MSB'den yapılan açıklamada, “Çatışmaların devam ettiği Sudan’dan vatandaşlarımızın tahliyesine devam ediyoruz. Hava Kuvvetlerimize ait A400M tipi ağır nakliye uçağımız ile 101 vatandaşımız daha emniyetle ülkemize ulaştırıldı. Böylece tahliye operasyonunun Port Sudan bölümü tamamlanmış oldu” ifadelerine yer verildi.
SURİYE MESELESİ
Biz oradaki askeri kontrolü bıraksak ne olur? Terör bizim topraklarımıza kayar. Bu durum sürekli ordan Türkiye'ye terör saldırılarına maruz kalmak demektir. Biz çekildiğimiz zaman kan gövdeyi götürür. Mehmetçik orada olmasa PKK/YPG büyük bir göç dalgası başlatır.
Muhalefet sorumsuzca konuştuğu için bu gerçekçi değil. Buralarda tam hakimiyeti sağlamak lazım. Bizim Suriye toprak bütünlüğüne saygımız elbette var. Keşke Irak'ta PKK'yı terör örgütü listesine eklese de beraber çaba sarf etsek. Teröre karşı birlik olmalıyız.
Türkiye'nin tarafsızlık politikaları herkesin imrendiği bir nokta. Türkiye'nin çıkarına adımlar atılıyor. Tahıl sevkiyatı konusunda ödemeler için Türk bankasının ara buluculuk yapması gündemde. BM ile de temas halindeyiz.
"YURT DIŞINDA SEÇİME KATILIM HER SEÇİMDE ARTIYOR"

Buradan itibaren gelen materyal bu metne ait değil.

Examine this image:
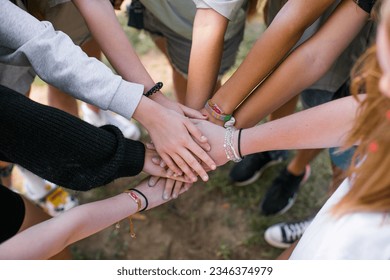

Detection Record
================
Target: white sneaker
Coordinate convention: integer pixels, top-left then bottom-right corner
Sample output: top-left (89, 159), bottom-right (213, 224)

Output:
top-left (81, 103), bottom-right (141, 140)
top-left (264, 217), bottom-right (313, 248)
top-left (24, 180), bottom-right (79, 217)
top-left (81, 103), bottom-right (108, 127)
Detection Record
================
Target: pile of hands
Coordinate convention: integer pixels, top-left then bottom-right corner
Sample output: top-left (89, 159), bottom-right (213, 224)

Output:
top-left (143, 100), bottom-right (232, 200)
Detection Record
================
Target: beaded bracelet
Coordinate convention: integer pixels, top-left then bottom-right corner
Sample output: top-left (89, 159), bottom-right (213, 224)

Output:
top-left (223, 126), bottom-right (242, 162)
top-left (204, 99), bottom-right (232, 122)
top-left (115, 189), bottom-right (148, 238)
top-left (144, 82), bottom-right (164, 97)
top-left (237, 128), bottom-right (244, 158)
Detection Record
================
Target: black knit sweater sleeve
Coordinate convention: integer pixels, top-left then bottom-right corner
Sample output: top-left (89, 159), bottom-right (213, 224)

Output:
top-left (0, 86), bottom-right (145, 191)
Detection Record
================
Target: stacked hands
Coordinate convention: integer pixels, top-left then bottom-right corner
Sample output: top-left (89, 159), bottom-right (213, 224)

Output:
top-left (143, 100), bottom-right (238, 200)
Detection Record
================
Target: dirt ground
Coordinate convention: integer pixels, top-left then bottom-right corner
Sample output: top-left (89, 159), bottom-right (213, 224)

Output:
top-left (22, 48), bottom-right (268, 259)
top-left (22, 13), bottom-right (329, 260)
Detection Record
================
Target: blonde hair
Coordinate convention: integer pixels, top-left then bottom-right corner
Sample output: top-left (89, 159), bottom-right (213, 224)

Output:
top-left (333, 0), bottom-right (390, 214)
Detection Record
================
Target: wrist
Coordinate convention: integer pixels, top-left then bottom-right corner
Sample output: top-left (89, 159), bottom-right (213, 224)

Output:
top-left (133, 96), bottom-right (164, 130)
top-left (223, 126), bottom-right (242, 162)
top-left (204, 99), bottom-right (232, 122)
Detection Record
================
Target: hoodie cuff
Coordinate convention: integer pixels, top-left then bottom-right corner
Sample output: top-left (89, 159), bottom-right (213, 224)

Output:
top-left (108, 80), bottom-right (144, 119)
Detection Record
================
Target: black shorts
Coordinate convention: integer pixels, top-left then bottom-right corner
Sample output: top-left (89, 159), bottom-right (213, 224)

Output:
top-left (0, 185), bottom-right (26, 243)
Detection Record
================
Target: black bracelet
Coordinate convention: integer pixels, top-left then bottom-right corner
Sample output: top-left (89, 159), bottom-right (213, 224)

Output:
top-left (129, 189), bottom-right (149, 212)
top-left (237, 128), bottom-right (244, 158)
top-left (144, 82), bottom-right (164, 97)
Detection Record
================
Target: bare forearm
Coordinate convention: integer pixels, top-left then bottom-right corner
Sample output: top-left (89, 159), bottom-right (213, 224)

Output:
top-left (241, 96), bottom-right (363, 155)
top-left (0, 180), bottom-right (172, 259)
top-left (235, 1), bottom-right (368, 127)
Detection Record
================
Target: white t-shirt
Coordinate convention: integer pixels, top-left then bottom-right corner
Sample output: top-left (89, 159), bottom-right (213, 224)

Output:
top-left (290, 179), bottom-right (390, 260)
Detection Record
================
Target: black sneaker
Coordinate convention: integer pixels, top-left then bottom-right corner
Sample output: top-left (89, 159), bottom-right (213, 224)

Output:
top-left (260, 165), bottom-right (310, 216)
top-left (264, 217), bottom-right (313, 248)
top-left (229, 151), bottom-right (287, 186)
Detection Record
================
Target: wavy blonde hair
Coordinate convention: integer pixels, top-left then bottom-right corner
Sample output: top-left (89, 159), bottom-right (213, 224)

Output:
top-left (333, 0), bottom-right (390, 214)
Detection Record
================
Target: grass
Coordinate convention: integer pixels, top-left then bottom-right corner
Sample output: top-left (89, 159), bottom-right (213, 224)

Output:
top-left (66, 10), bottom-right (331, 259)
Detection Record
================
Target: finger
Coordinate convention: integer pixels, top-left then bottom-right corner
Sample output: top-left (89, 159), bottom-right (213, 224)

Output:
top-left (188, 142), bottom-right (217, 174)
top-left (160, 160), bottom-right (167, 168)
top-left (160, 154), bottom-right (183, 175)
top-left (148, 176), bottom-right (160, 188)
top-left (175, 148), bottom-right (209, 182)
top-left (163, 179), bottom-right (175, 200)
top-left (173, 152), bottom-right (199, 182)
top-left (145, 142), bottom-right (156, 151)
top-left (181, 105), bottom-right (207, 120)
top-left (184, 120), bottom-right (211, 148)
top-left (152, 156), bottom-right (162, 165)
top-left (172, 181), bottom-right (185, 199)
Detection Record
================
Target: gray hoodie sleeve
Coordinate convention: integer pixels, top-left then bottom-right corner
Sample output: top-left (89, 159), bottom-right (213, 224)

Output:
top-left (0, 0), bottom-right (144, 118)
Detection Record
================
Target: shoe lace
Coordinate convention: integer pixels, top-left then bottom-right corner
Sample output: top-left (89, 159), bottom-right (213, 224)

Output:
top-left (282, 220), bottom-right (310, 243)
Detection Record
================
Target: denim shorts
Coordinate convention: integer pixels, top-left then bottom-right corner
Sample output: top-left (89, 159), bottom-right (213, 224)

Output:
top-left (143, 9), bottom-right (245, 78)
top-left (300, 87), bottom-right (355, 170)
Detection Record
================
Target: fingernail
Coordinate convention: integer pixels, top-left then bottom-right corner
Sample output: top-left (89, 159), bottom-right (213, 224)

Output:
top-left (148, 178), bottom-right (156, 187)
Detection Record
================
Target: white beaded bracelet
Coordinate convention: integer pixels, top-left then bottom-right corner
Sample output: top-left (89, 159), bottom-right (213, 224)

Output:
top-left (223, 126), bottom-right (242, 162)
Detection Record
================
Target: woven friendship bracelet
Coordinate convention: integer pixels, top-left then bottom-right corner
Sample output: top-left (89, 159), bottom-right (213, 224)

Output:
top-left (144, 82), bottom-right (164, 97)
top-left (204, 99), bottom-right (232, 122)
top-left (115, 189), bottom-right (148, 238)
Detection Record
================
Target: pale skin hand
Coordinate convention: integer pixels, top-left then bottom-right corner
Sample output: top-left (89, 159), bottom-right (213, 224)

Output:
top-left (142, 147), bottom-right (191, 183)
top-left (0, 176), bottom-right (186, 260)
top-left (73, 0), bottom-right (215, 181)
top-left (134, 97), bottom-right (216, 182)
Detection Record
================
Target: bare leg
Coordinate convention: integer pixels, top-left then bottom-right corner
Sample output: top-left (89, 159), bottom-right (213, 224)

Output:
top-left (154, 38), bottom-right (187, 104)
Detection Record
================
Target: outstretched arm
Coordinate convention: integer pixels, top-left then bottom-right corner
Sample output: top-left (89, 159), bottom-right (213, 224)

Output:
top-left (73, 0), bottom-right (214, 180)
top-left (0, 180), bottom-right (185, 259)
top-left (234, 0), bottom-right (369, 127)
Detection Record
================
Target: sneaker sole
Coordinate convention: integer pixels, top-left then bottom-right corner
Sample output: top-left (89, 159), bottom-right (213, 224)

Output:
top-left (234, 159), bottom-right (283, 187)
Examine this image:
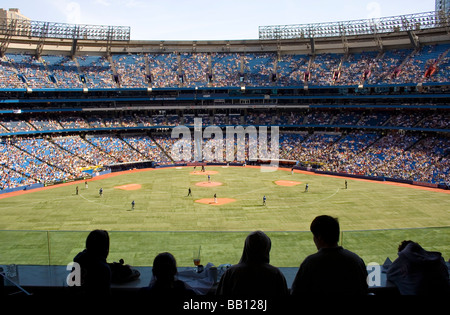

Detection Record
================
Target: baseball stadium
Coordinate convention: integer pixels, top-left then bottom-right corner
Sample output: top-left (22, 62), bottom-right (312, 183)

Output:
top-left (0, 4), bottom-right (450, 302)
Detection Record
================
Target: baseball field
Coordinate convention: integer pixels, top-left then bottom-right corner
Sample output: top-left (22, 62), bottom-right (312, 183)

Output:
top-left (0, 166), bottom-right (450, 267)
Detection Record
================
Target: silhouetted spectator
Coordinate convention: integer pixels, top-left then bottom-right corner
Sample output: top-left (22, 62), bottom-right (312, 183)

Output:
top-left (140, 252), bottom-right (196, 298)
top-left (216, 231), bottom-right (289, 297)
top-left (73, 230), bottom-right (111, 295)
top-left (292, 215), bottom-right (368, 295)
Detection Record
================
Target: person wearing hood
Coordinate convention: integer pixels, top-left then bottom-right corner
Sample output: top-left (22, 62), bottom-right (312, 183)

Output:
top-left (387, 241), bottom-right (450, 295)
top-left (216, 231), bottom-right (289, 297)
top-left (73, 230), bottom-right (111, 295)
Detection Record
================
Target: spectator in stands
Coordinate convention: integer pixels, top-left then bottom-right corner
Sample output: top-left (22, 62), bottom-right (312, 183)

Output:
top-left (140, 252), bottom-right (196, 297)
top-left (387, 241), bottom-right (450, 296)
top-left (291, 215), bottom-right (368, 295)
top-left (73, 230), bottom-right (111, 295)
top-left (216, 231), bottom-right (289, 297)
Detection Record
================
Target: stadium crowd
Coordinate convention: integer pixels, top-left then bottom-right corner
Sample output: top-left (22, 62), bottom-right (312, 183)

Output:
top-left (0, 122), bottom-right (450, 189)
top-left (0, 44), bottom-right (450, 89)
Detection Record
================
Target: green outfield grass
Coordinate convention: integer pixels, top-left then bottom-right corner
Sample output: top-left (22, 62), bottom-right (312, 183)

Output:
top-left (0, 167), bottom-right (450, 267)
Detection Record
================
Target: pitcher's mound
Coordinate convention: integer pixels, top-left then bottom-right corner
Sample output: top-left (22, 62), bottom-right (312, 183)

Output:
top-left (189, 171), bottom-right (219, 175)
top-left (275, 180), bottom-right (301, 186)
top-left (195, 198), bottom-right (236, 206)
top-left (195, 182), bottom-right (222, 187)
top-left (114, 184), bottom-right (141, 190)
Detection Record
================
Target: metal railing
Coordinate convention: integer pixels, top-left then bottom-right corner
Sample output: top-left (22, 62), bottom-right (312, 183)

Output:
top-left (0, 19), bottom-right (130, 41)
top-left (259, 11), bottom-right (450, 39)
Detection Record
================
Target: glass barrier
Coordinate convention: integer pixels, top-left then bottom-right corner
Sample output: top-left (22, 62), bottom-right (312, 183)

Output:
top-left (0, 227), bottom-right (450, 267)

Sandıklara gidilmesi için çağrı yaptık. Ülkenin yönetilmesinde söz sahibi olunmalı, her seçimde katılım artıyor. Her partinin sandık başında müşahitleri var güvenlik konusunda bir sorun yok. Yurt dışında seçime katılım oranı her seçimde daha da artıyor. Fakat Almanya'nın izin vermemesine çok şaşırdık. Geçmişte böyle bir sorun yaşanmamıştı. Almanya'dan beklentimiz kararını gözden geçirmesi. Bu vatandaşlarımızı bir misyonlarımızın olduğu yere gitmek için neden zorlayalım. Vatandaşlarımızın çok büyük bir memnuniyeti var. Güvenliğin de sağlandığına göre Almanya'nın da izin vermesi gerekiyor.
Muhalefet her yerde, her platformda Türkiye'yi şikayet ediyor. Gerçek dışı ithamlarla suçluyorlar. Türkiye'nin imajı diye bir şey düşünen yok. Yaptırımlara katılmanın bir faydası yok. Aferin Türkiye diyecekler diye neden bir tarafa sırtımı döneyim. 60 sene AB kapısında bekledik de ne oldu? Üye mi yapıyorlar? Tarafsızlığımızı kaybedersek avantajlarımızı da kaybederiz.